O Arctic Monkeys é uma excelente banda britânica – e não poderia ser diferente né Luisito? – formada em 2002 e liderada pela figura carismática do vocalista e guitarrista Alex Turner.

Já lançaram seis álbuns de imenso sucesso de público e crítica e o primeiro trabalho deles, lançado em 2006, “Whatever people say I AM, that’s why I am not” é o disco de estréia que mais vendeu nas paradas de sucesso britânicas.

O grupo venceu sete prêmios Brit Awards – incluindo a categoria “Melhor Grupo Britânico” e três de “Melhor Álbum Britânico” – e foram também nomeados para três Grammy Awards. Eles ainda venceram um Mercury Prize em 2006 com seu disco de estreia. A banda já foi “headliner” de vários festivais pelo mundo, incluindo o de Glastonbury, em 2007 e 2013.

Seu sexto e recente lançamento, “Tranquility Base Hotel & Casino”, é o projeto mais ambicioso do grupo e certamente uma verdadeira obra de arte, inovadora e audaciosa, desde o projeto da capa à campanha de lançamento, que na verdade nem existiu: nem singles de trabalho, nem vídeos no youtube, nenhum teaser que tivesse trechos efetivos de música, nada. E, no entanto, o disco é um sucesso. Um espanto, de fato.

Tranquility Base é um trabalho completamente diferente de qualquer coisa que o Arctic Monkeys já fez em sua carreira. Ele se assemelha com álbuns do The Last Shadow Puppets, banda paralela de Alex Turner, mas até em relação a eles as diferenças são gritantes.

Segundo o próprio autor da obra, tudo começou quando ele ganhou um piano, e isso fica bem evidente durante as 11 canções que são construídas ao redor do instrumento, com pouquíssimas guitarras e linhas de baixo não apenas contundentes como bem altas na mixagem final.

“Star Treatment”, a famigerada faixa de abertura que fala sobre como Alex queria ser um dos The Strokes, é incrivelmente fiel ao conceito do álbum, e cria o clima de lounge e piano bar que você provavelmente encontraria assim que pisasse no Hotel e Cassino de nome Tranquility Base.

Turner disse que foi influenciado por ficção científica e Stanley Kubrick para esse álbum, e não é muito difícil imaginar que qualquer uma das canções desse disco poderiam facilmente estar em uma(s) cena(s) do clássico 2001: Uma Odisseia no Espaço.

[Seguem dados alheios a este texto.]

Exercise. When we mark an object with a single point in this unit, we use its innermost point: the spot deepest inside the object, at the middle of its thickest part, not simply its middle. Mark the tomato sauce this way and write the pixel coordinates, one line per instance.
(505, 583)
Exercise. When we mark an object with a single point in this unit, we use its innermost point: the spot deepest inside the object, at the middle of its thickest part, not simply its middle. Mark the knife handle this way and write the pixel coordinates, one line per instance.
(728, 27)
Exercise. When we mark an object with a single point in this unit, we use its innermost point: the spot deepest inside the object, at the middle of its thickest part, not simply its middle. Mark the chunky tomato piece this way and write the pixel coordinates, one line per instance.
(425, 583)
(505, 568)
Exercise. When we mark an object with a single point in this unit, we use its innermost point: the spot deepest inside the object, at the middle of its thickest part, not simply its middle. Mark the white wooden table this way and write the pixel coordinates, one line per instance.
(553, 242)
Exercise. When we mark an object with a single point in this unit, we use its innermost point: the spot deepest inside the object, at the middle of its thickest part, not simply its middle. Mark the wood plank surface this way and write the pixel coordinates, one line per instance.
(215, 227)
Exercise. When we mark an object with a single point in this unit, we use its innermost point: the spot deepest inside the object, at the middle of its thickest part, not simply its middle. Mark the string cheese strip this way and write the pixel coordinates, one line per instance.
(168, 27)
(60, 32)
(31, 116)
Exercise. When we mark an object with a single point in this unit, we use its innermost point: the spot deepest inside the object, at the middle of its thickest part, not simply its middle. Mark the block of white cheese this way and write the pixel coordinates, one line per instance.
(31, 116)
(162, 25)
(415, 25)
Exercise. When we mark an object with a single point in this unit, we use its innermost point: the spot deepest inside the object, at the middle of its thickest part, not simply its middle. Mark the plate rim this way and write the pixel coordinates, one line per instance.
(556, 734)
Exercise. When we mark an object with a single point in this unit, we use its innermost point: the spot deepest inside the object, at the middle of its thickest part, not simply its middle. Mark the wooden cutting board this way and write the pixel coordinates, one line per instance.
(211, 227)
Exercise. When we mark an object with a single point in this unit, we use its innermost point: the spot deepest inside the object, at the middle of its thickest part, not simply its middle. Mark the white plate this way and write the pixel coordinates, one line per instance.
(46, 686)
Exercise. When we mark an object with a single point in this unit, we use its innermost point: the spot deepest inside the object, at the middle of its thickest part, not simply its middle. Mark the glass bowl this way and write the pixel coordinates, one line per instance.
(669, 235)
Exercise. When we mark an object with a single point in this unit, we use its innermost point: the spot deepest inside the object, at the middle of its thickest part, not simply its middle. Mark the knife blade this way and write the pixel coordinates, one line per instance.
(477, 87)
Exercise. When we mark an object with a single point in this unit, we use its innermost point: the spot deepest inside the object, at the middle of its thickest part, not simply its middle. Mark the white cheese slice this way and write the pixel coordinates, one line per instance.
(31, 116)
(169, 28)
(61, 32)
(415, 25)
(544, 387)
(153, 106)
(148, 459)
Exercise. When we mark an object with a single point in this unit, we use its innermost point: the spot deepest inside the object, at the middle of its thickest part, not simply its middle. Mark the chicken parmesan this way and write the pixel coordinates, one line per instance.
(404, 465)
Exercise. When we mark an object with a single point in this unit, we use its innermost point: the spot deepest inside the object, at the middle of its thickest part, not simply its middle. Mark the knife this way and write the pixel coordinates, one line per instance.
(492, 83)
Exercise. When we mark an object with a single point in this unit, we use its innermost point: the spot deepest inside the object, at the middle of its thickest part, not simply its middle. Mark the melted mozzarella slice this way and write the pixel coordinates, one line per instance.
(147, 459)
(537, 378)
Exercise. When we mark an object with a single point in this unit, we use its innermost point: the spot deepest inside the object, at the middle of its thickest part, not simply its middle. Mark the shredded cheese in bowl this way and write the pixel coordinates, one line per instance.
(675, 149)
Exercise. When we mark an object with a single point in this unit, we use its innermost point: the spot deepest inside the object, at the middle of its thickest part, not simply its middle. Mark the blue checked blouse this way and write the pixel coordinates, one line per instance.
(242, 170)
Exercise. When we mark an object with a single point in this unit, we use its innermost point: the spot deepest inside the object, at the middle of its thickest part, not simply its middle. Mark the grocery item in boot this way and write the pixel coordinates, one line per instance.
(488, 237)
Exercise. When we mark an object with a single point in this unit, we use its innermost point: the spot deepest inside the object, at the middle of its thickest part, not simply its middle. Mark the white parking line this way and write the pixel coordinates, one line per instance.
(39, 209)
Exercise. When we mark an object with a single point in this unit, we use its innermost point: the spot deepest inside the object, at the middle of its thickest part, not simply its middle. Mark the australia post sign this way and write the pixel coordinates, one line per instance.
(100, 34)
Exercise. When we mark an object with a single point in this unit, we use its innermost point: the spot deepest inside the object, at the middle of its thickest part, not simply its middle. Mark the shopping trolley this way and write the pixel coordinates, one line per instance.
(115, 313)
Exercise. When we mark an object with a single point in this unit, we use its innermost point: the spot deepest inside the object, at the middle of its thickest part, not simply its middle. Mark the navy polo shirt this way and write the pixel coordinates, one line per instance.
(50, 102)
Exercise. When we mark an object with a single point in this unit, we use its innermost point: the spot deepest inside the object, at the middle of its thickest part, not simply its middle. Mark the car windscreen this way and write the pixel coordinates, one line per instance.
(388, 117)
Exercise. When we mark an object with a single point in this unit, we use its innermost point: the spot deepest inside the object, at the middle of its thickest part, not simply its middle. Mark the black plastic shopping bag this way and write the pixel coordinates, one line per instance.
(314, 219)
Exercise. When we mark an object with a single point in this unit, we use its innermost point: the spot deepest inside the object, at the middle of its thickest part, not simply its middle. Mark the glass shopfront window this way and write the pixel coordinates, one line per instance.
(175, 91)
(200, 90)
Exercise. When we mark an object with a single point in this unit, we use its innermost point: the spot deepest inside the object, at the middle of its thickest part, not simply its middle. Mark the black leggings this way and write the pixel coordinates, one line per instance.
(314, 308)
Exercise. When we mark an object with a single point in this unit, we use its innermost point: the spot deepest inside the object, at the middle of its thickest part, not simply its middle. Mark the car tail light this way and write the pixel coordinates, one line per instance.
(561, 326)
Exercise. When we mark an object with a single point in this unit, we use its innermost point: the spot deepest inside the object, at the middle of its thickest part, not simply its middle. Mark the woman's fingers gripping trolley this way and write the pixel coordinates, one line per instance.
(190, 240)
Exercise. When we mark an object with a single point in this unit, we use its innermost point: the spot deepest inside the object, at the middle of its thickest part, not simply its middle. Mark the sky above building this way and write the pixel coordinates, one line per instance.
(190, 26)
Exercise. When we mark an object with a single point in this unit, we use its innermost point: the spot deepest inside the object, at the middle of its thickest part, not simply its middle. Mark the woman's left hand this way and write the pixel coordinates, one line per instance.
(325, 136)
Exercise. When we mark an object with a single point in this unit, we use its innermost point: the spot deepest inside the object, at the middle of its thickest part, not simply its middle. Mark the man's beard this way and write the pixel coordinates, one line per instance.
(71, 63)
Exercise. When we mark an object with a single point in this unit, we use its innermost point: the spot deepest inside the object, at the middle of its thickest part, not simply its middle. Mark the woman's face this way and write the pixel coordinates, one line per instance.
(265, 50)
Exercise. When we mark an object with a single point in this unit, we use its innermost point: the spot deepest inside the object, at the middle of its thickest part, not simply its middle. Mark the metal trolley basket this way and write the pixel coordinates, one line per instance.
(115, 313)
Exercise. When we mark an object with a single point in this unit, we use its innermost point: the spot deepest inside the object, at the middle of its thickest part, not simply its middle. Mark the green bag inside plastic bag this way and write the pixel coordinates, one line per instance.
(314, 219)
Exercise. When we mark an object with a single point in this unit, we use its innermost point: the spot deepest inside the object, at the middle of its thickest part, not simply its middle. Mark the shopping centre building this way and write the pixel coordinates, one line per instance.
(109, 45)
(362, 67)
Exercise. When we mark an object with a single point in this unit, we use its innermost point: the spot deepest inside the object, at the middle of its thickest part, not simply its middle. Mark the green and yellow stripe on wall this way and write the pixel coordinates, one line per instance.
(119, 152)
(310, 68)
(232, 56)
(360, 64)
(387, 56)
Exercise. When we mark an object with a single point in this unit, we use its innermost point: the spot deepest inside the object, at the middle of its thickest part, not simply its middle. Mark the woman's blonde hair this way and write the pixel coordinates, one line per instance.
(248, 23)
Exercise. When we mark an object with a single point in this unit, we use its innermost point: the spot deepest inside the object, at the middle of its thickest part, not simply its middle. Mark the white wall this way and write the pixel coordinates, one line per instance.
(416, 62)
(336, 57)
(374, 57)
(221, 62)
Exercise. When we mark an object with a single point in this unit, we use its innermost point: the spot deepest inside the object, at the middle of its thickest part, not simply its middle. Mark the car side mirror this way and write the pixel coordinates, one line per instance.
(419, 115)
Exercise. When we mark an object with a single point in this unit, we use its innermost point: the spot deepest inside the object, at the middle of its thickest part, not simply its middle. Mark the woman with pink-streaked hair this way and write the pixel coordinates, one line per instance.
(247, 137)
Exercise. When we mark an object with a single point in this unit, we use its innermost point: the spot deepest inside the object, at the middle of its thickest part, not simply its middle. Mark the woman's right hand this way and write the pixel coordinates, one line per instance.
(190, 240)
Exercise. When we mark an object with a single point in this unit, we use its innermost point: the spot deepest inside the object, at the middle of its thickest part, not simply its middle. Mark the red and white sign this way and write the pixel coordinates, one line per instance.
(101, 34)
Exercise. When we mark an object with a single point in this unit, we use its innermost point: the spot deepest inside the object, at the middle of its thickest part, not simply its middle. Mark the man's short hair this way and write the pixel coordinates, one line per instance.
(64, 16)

O disco todo segue essa temática de apresentar Alex Turner ponderando sobre os mais diversos aspectos da sua vida ao piano, enquanto os outros músicos parecem estar ao seu redor em uma jam, acompanhando as aventuras descritas nas canções e ajudando a criar o clima com uma cozinha afiada e, é bom ressaltar mais uma vez, pouquíssimas guitarras em evidência. Aqui, baixo, bateria e piano formam o belíssimo pano de fundo costurado nos anos 70 para a voz de Alex Turner, inconfundível, que se destaca.

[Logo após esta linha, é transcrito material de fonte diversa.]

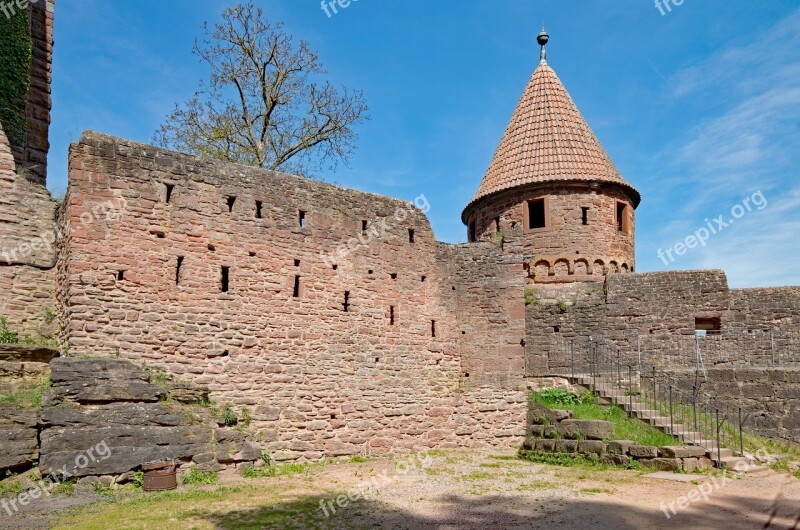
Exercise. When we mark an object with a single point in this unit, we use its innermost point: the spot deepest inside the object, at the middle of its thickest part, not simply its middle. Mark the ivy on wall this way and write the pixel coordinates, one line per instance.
(16, 48)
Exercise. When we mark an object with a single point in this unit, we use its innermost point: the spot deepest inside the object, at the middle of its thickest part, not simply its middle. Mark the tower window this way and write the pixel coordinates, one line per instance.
(169, 188)
(622, 217)
(706, 326)
(537, 214)
(225, 279)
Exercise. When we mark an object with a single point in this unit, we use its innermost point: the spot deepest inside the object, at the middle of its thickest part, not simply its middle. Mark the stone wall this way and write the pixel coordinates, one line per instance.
(567, 250)
(323, 373)
(27, 246)
(651, 317)
(32, 154)
(27, 229)
(770, 396)
(483, 290)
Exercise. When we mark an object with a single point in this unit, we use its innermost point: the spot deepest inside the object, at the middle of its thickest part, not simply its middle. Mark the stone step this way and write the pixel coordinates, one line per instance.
(723, 453)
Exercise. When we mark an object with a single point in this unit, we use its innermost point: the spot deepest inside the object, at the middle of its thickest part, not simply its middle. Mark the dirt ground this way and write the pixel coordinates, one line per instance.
(448, 490)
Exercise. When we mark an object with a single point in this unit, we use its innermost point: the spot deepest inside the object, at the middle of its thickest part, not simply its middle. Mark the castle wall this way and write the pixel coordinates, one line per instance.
(317, 380)
(483, 288)
(27, 248)
(32, 154)
(651, 317)
(566, 250)
(769, 398)
(27, 230)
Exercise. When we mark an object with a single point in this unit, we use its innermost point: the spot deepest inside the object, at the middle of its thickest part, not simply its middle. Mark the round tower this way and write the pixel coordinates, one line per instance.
(552, 186)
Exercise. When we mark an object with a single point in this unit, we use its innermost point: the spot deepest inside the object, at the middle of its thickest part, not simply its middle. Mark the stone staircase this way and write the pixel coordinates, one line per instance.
(722, 457)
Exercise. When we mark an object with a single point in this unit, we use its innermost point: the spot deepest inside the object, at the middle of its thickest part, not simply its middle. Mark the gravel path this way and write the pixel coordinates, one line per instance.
(493, 490)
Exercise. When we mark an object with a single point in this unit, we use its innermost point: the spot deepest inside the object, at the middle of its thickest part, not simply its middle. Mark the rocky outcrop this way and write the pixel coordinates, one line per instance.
(19, 449)
(108, 417)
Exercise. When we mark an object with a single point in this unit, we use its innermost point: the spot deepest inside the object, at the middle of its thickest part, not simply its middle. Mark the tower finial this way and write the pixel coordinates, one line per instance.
(543, 39)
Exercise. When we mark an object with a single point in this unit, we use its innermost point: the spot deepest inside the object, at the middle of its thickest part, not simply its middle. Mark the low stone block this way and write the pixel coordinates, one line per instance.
(615, 459)
(662, 464)
(619, 447)
(592, 446)
(689, 465)
(566, 446)
(643, 451)
(537, 431)
(592, 429)
(681, 451)
(546, 445)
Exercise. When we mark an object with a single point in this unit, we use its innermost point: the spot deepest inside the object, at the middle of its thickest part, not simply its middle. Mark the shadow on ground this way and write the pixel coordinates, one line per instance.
(500, 512)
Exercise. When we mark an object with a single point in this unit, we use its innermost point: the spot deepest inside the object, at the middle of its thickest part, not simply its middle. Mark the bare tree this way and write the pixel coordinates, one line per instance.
(265, 103)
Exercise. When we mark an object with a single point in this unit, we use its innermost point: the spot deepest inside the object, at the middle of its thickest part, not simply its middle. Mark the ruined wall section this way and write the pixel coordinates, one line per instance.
(146, 283)
(27, 230)
(485, 288)
(32, 153)
(27, 249)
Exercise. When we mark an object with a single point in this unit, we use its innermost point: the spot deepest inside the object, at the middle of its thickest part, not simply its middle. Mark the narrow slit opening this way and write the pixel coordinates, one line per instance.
(225, 279)
(178, 270)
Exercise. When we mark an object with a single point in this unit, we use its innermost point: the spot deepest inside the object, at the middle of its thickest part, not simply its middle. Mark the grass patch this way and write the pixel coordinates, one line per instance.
(30, 395)
(536, 485)
(286, 470)
(197, 477)
(592, 491)
(585, 408)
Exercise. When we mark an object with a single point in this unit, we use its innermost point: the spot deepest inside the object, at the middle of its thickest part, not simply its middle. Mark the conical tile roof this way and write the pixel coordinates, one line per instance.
(548, 140)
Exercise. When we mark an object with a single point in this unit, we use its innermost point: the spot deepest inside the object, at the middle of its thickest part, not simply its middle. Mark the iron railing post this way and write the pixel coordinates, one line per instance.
(719, 441)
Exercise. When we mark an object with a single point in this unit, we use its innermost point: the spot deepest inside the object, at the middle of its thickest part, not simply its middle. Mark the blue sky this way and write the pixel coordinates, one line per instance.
(699, 108)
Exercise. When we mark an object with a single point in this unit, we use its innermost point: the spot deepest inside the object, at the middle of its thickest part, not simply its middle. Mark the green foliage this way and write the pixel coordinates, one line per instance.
(530, 297)
(138, 480)
(285, 470)
(16, 48)
(49, 315)
(29, 396)
(585, 407)
(499, 238)
(229, 416)
(197, 477)
(6, 335)
(64, 488)
(11, 487)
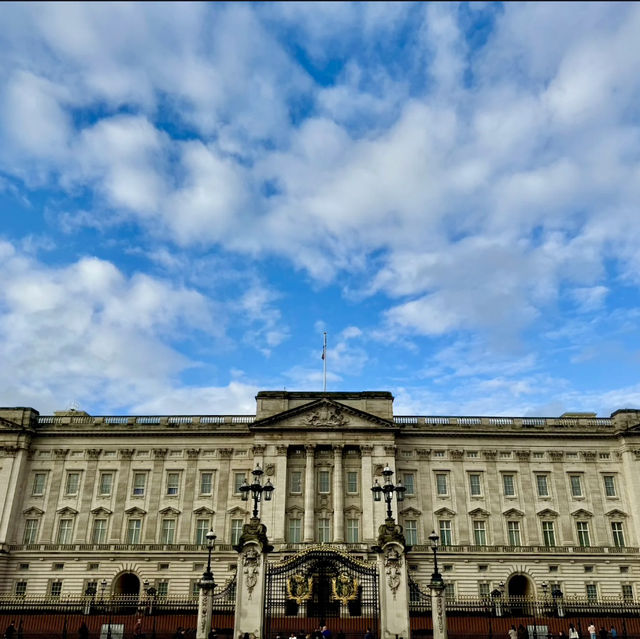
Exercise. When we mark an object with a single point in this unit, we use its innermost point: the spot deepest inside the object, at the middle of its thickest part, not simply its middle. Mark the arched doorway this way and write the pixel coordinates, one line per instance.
(519, 586)
(127, 584)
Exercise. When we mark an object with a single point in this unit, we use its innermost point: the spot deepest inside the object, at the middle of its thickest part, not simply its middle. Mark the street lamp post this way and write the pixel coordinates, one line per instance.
(207, 585)
(257, 489)
(387, 489)
(151, 595)
(437, 587)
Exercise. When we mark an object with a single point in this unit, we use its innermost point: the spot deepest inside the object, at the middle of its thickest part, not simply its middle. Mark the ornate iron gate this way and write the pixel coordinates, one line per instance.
(321, 586)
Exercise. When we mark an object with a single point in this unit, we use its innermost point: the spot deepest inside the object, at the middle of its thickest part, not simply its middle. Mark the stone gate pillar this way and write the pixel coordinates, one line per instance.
(252, 548)
(394, 582)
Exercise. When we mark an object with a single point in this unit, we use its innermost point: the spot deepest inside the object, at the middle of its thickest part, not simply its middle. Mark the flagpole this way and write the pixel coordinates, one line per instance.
(324, 364)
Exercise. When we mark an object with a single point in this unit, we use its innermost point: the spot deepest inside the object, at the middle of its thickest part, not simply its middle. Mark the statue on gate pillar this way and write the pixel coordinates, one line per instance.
(394, 583)
(252, 549)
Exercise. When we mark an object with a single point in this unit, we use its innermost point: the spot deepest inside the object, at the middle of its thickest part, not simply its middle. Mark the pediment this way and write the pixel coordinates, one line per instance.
(323, 414)
(479, 512)
(513, 512)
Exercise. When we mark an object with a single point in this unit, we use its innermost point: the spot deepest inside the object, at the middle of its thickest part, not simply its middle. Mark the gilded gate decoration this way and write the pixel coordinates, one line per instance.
(321, 586)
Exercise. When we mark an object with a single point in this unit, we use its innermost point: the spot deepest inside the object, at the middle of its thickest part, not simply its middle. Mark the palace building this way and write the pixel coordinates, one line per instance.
(528, 502)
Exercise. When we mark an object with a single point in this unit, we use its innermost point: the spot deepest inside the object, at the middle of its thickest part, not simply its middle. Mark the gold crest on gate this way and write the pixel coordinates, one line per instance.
(298, 588)
(344, 588)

É difícil separar músicas específicas de Tranquility Base Hotel & Casino, e enquanto “Four Stars Out Of Five” provavelmente seria a única com alguma chance de se tornar single, outras carregam elementos que as identificam, como a faixa título que tem a linha de baixo à frente de todo o resto, “Science Fiction” que lembra canções de filmes clássicos de terror e “Batphone”, que tem um quê das fases mais experimentais de bandas como The Beatles e é um apanhado das várias influências citadas por Alex Turner na tal lista que tinha Lô Borges.

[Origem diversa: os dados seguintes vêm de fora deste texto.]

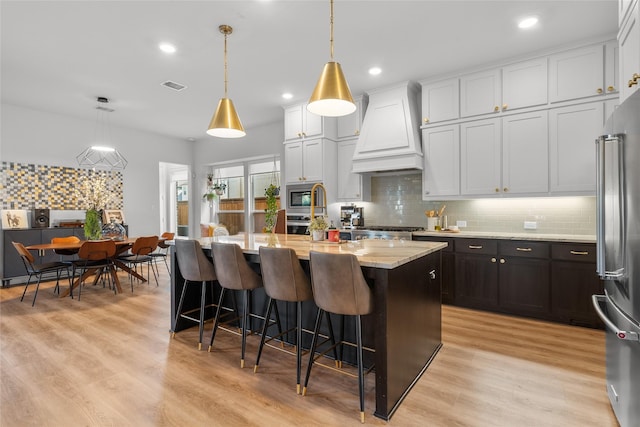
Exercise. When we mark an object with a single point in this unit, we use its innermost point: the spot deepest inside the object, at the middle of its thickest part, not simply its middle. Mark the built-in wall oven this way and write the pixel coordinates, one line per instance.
(299, 208)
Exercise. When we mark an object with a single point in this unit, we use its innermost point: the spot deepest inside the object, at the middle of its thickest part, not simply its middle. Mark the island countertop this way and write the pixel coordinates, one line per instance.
(387, 254)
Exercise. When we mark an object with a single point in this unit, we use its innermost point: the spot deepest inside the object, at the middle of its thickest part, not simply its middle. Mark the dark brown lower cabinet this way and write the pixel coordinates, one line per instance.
(523, 278)
(541, 279)
(573, 281)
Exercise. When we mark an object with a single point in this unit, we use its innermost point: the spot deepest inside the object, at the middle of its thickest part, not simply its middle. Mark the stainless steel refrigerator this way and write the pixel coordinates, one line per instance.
(618, 243)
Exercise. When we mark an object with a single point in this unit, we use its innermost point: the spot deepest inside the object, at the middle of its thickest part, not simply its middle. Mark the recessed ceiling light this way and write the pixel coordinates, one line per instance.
(167, 48)
(528, 22)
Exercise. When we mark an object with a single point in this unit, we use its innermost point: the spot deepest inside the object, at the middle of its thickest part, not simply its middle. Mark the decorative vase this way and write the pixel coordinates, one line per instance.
(93, 225)
(114, 231)
(317, 234)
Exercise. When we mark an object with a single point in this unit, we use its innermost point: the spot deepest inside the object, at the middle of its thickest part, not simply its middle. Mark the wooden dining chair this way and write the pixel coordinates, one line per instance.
(65, 254)
(140, 254)
(38, 270)
(163, 249)
(96, 256)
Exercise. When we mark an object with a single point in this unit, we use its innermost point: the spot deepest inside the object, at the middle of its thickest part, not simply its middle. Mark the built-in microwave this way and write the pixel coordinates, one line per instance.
(299, 199)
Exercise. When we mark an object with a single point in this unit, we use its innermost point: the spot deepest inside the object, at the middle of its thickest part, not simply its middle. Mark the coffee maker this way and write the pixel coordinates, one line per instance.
(351, 216)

É injusto também dizer que uma obra de arte é boa ou ruim, bela ou feia, incrível ou desastrosa, já que boa parte da experiência de uma delas está nos olhos, e nesse caso, nos ouvidos de quem a recebe. Posso lhe garantir que, pelo menos nos meus, este é um dos grandes lançamentos de 2018 e provavelmente um dos mais surpreendentes e auspiciosos da década.